In this talk, I look at Pidgin use through a rhetorical lens—an analysis that accounts for the social, ideological, cultural contexts of language use—to illustrate the implications of understanding Pidgin as a Kanaka Maoli linguistic resource versus as a “local” language. I discuss Kanaka Maoli poet Noelle Kahanu’s poem “The Question,” written in both Pidgin and English, as an example of what Scott Richard Lyons has termed rhetorical sovereignty. I posit that by writing in both languages, Kahanu constructs a complex identity that is a product of multiple affiliations and provides a narrative grounded in Kanaka Maoli experiences and epistemology. This talk illustrates how understanding Pidgin as Kanaka Maoli linguistic resource provides access to rhetorical implications of Pidgin language use that further our understandings of the connections between Pidgin and Kanaka Maoli culture.

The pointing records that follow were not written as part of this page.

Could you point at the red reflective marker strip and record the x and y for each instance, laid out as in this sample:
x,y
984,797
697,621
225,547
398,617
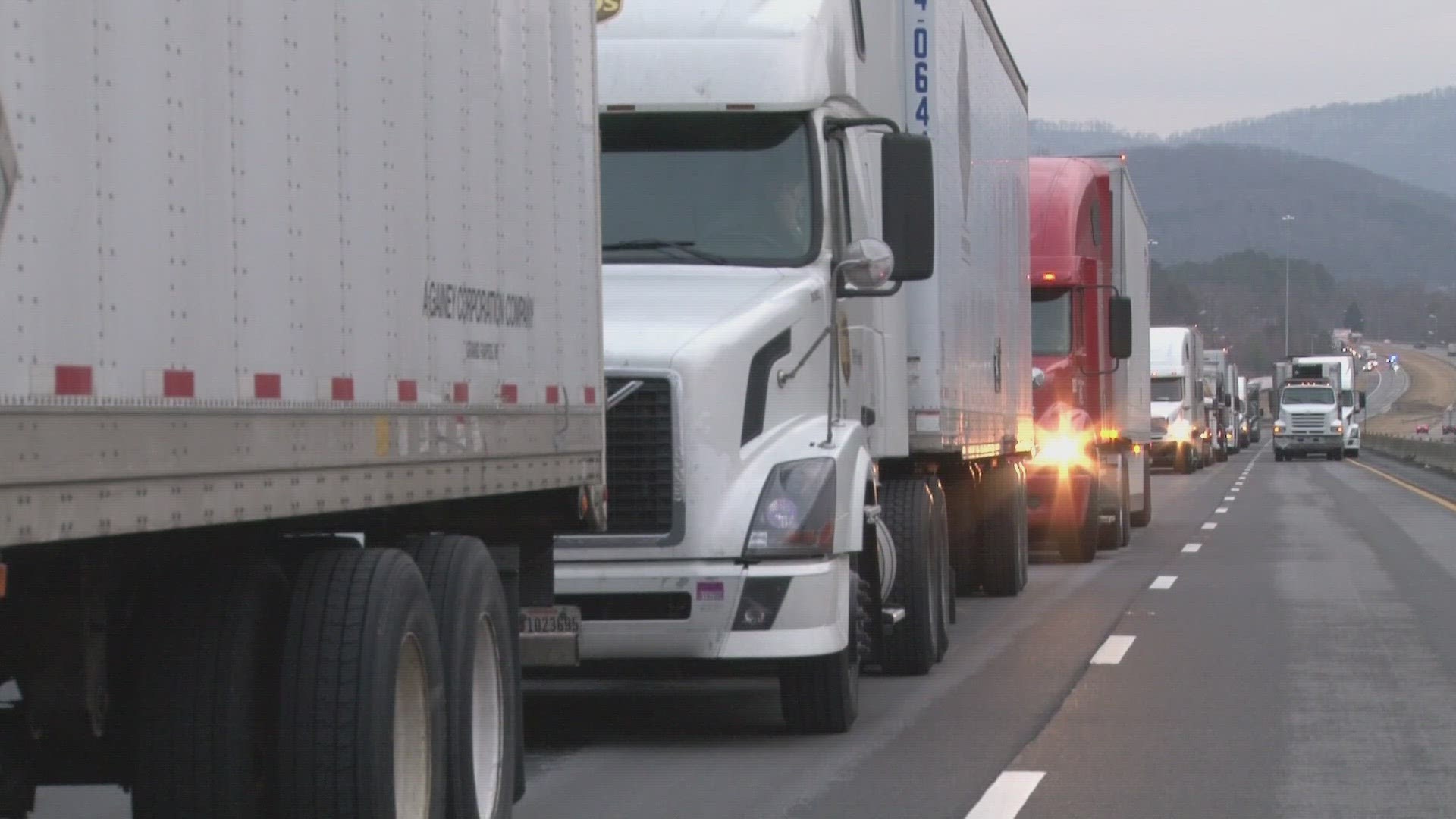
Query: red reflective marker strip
x,y
178,384
267,385
73,379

Bio: Dr. Georganne Nordstrom is an Associate Professor of Composition and Rhetoric and Director of the University of Hawaiʻi at Mānoa’s (UHM) Writing Center. She researches critical and place-based pedagogy, and examinations of Indigenous and minority rhetorics, with a specific focus on Pidgin. She is a co-editor of Huihui: Aesthetics and Rhetorics of the Pacific (UH Press, 2015). Dr. Nordstrom is also the recipient of UHM’s 2016 Chancellor’s Citation for Meritorious Teaching and the 2012 Richard Braddock Award for the article “Ma ka Hana ka ‘Ike (In the Work is the Knowledge): Kaona as Rhetorical Action.”